Here's what happens to the energy stored in the inductor when the circuit is disconnected:
Sudden current interruption: When the circuit is disconnected or the power supply is turned off, the current through the inductor cannot change instantaneously. So, if there was a steady current flowing through the inductor, it tries to maintain that current.
Inductive kickback: As the current tries to change, the inductor generates an opposing voltage across its terminals to resist this sudden change. This opposing voltage is often referred to as "inductive kickback" or "back EMF."

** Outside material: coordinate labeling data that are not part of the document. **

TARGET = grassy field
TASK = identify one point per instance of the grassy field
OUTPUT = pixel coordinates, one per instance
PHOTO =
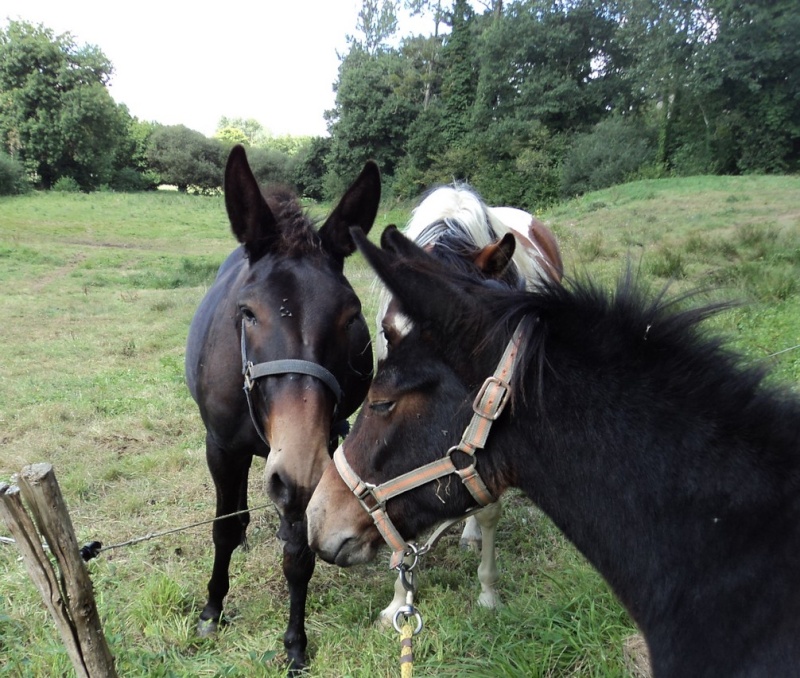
(97, 295)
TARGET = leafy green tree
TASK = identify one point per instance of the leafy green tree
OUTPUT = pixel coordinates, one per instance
(752, 78)
(13, 179)
(369, 119)
(56, 114)
(248, 132)
(376, 24)
(617, 148)
(184, 158)
(312, 167)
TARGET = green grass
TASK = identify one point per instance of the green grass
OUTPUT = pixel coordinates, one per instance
(97, 295)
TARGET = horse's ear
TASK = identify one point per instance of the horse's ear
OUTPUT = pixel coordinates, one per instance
(252, 221)
(410, 274)
(493, 260)
(358, 207)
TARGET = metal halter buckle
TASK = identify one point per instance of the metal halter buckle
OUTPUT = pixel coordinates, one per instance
(498, 409)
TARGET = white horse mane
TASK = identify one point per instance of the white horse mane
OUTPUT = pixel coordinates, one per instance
(459, 208)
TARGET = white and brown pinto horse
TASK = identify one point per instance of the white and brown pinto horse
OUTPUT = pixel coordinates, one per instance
(456, 227)
(672, 467)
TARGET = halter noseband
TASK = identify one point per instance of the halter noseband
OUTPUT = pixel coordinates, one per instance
(487, 406)
(253, 372)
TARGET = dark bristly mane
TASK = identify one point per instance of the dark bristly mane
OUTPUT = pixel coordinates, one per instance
(299, 237)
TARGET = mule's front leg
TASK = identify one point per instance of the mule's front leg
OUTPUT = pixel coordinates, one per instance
(298, 566)
(230, 480)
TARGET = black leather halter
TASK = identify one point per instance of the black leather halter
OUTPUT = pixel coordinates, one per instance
(253, 372)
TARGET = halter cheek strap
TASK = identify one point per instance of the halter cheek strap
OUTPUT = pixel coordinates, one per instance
(487, 406)
(253, 372)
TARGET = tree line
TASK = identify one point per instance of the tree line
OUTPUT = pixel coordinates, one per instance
(530, 101)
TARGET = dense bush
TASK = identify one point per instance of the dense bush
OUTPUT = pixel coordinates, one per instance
(13, 179)
(271, 166)
(66, 185)
(613, 151)
(129, 180)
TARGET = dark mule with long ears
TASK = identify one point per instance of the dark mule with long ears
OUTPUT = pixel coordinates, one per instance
(278, 356)
(675, 470)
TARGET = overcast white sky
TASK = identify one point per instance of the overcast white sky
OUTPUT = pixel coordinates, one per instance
(191, 63)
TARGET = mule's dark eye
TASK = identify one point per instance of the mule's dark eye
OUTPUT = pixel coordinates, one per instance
(382, 406)
(352, 321)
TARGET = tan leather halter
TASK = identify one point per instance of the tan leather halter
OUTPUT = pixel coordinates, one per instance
(487, 406)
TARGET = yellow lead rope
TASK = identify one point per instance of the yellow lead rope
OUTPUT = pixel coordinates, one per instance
(406, 651)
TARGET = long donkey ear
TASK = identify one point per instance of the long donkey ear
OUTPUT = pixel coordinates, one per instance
(252, 222)
(410, 274)
(358, 207)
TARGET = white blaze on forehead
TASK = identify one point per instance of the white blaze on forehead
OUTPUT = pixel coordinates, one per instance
(396, 321)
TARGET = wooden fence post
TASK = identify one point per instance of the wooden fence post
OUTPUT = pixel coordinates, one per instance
(69, 597)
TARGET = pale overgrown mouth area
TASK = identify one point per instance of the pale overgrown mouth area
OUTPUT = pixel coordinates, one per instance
(91, 380)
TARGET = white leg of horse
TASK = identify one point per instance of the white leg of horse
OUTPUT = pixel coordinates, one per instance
(386, 616)
(471, 535)
(487, 570)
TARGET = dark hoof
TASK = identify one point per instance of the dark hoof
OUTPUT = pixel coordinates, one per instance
(207, 628)
(296, 668)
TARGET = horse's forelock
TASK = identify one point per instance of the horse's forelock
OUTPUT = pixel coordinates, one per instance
(452, 205)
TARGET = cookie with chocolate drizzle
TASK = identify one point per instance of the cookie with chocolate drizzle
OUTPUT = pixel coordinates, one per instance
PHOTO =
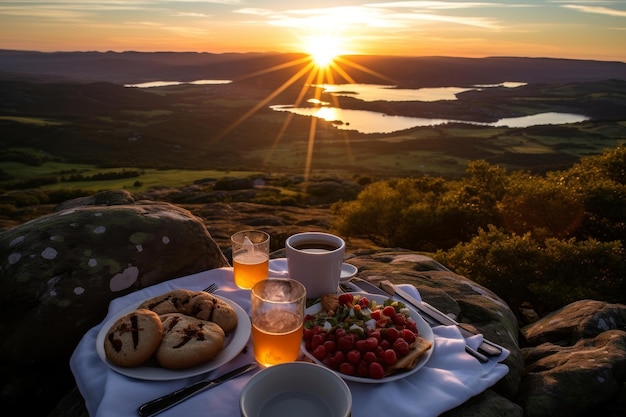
(133, 338)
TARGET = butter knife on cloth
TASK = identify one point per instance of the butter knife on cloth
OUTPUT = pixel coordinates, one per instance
(485, 350)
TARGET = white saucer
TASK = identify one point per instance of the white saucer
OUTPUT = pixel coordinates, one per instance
(347, 272)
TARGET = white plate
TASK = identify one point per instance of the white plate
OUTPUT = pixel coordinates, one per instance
(235, 341)
(423, 329)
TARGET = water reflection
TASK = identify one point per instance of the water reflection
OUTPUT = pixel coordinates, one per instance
(372, 122)
(153, 84)
(375, 92)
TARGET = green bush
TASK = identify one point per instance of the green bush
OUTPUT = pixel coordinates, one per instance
(548, 240)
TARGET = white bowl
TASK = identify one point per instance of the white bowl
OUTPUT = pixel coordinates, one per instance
(301, 389)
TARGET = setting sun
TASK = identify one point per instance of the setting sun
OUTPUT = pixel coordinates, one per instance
(323, 49)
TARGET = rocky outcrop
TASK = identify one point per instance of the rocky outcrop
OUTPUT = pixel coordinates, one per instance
(59, 272)
(575, 362)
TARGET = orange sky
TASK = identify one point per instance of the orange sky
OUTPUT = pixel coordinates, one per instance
(582, 29)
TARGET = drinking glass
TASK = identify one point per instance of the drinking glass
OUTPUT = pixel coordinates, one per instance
(277, 306)
(250, 257)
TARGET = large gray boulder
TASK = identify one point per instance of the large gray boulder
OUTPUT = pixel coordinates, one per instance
(575, 362)
(59, 272)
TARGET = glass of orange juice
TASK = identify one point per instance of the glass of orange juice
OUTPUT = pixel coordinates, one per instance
(277, 306)
(250, 257)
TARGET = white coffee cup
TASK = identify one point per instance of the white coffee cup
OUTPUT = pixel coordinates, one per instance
(315, 259)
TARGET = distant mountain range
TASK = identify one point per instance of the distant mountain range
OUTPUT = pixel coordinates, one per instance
(136, 67)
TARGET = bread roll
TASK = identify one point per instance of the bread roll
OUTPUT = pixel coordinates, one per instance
(133, 338)
(188, 341)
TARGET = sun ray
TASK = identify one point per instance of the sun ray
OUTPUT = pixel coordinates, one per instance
(264, 102)
(321, 64)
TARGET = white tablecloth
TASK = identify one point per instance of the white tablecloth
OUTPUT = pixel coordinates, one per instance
(447, 380)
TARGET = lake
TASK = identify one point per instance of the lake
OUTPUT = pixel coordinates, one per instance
(365, 121)
(153, 84)
(374, 122)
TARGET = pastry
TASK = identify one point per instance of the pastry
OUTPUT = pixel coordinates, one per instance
(197, 304)
(207, 307)
(133, 338)
(175, 301)
(188, 341)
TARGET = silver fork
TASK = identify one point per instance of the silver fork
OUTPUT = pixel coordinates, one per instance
(211, 288)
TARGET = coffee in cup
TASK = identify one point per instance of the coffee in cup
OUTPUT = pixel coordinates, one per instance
(315, 259)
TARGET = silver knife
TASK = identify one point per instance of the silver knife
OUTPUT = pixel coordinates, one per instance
(432, 321)
(487, 347)
(163, 403)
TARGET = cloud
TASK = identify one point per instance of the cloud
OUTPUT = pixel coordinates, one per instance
(596, 10)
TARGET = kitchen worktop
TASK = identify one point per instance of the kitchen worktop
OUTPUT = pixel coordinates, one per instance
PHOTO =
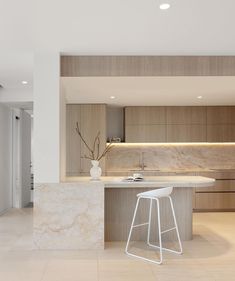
(83, 214)
(148, 182)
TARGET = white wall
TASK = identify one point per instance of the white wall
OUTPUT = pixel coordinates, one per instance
(25, 158)
(46, 117)
(5, 158)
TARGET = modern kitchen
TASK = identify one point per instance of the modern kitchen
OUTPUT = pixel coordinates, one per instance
(117, 140)
(151, 140)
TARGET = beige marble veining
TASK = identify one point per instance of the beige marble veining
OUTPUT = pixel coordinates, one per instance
(170, 157)
(69, 216)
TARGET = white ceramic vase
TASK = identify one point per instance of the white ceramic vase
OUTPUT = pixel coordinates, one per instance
(95, 170)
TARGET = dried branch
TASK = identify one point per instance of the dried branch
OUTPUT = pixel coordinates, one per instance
(80, 135)
(109, 146)
(95, 150)
(98, 148)
(87, 157)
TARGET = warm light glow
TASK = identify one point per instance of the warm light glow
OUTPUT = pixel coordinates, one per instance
(164, 6)
(176, 144)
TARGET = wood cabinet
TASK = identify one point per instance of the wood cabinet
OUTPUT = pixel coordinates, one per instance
(145, 124)
(180, 124)
(91, 119)
(220, 197)
(145, 115)
(186, 115)
(186, 124)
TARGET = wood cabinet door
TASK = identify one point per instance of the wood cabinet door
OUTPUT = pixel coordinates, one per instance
(220, 115)
(186, 133)
(145, 115)
(73, 142)
(186, 115)
(221, 133)
(145, 133)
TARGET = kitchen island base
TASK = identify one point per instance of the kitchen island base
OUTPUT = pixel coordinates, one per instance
(83, 214)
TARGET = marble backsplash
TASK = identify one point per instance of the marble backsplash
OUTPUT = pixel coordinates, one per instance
(166, 157)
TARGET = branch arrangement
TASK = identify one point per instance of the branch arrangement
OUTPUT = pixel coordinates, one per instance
(94, 151)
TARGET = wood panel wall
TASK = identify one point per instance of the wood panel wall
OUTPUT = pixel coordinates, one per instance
(75, 66)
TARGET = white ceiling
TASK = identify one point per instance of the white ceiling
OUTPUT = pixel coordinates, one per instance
(105, 27)
(150, 90)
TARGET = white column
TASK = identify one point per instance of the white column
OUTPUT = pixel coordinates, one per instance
(47, 117)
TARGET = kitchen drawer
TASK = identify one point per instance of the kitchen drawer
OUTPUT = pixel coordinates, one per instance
(215, 201)
(220, 186)
(229, 174)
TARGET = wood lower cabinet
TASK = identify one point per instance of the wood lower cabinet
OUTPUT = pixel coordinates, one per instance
(91, 119)
(215, 201)
(220, 197)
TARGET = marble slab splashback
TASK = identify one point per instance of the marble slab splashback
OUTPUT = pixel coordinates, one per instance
(124, 157)
(69, 216)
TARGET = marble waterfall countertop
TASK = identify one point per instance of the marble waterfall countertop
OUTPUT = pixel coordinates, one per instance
(71, 215)
(148, 182)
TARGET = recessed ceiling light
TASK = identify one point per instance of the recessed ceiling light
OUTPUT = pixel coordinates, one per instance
(164, 6)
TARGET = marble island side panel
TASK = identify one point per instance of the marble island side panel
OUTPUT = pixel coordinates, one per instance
(69, 216)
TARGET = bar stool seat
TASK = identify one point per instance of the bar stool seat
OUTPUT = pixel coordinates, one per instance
(155, 195)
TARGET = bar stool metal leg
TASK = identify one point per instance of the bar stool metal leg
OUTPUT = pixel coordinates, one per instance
(132, 224)
(150, 217)
(176, 227)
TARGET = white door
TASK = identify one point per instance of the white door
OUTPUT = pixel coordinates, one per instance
(21, 158)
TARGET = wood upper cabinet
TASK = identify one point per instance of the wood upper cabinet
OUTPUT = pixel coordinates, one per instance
(165, 124)
(185, 115)
(145, 124)
(145, 133)
(186, 133)
(220, 115)
(91, 119)
(145, 115)
(220, 123)
(186, 124)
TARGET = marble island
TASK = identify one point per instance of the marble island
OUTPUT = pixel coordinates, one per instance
(150, 181)
(83, 214)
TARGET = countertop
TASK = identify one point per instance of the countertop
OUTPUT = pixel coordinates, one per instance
(148, 182)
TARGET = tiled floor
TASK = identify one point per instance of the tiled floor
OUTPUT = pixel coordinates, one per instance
(210, 256)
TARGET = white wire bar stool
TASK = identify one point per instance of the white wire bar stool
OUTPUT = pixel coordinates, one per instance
(156, 195)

Voltage spike: The inductive kickback results in a rapid increase in voltage across the inductor. The magnitude of this voltage spike depends on the rate of change of the current (how quickly the current was interrupted) and the inductance of the inductor. The higher the inductance and the faster the current change, the larger the voltage spike.
Protection considerations: If the circuit does not have any protection measures, such as diodes or snubber circuits, to absorb or dampen the inductive kickback, this voltage spike can cause damage to other components in the circuit, particularly sensitive electronic components or switches.
To prevent damage due to inductive kickback, engineers often employ protection methods, such as placing a diode in parallel with the inductor (called a "flyback diode" or "freewheeling diode") to provide a path for the current to flow safely when the circuit is disconnected. This diode allows the energy stored in the inductor to dissipate harmlessly.
In summary, when a circuit with an inductor is disconnected, the energy stored in the inductor manifests as an opposing voltage spike, and appropriate protection measures are necessary to prevent damage to the circuit.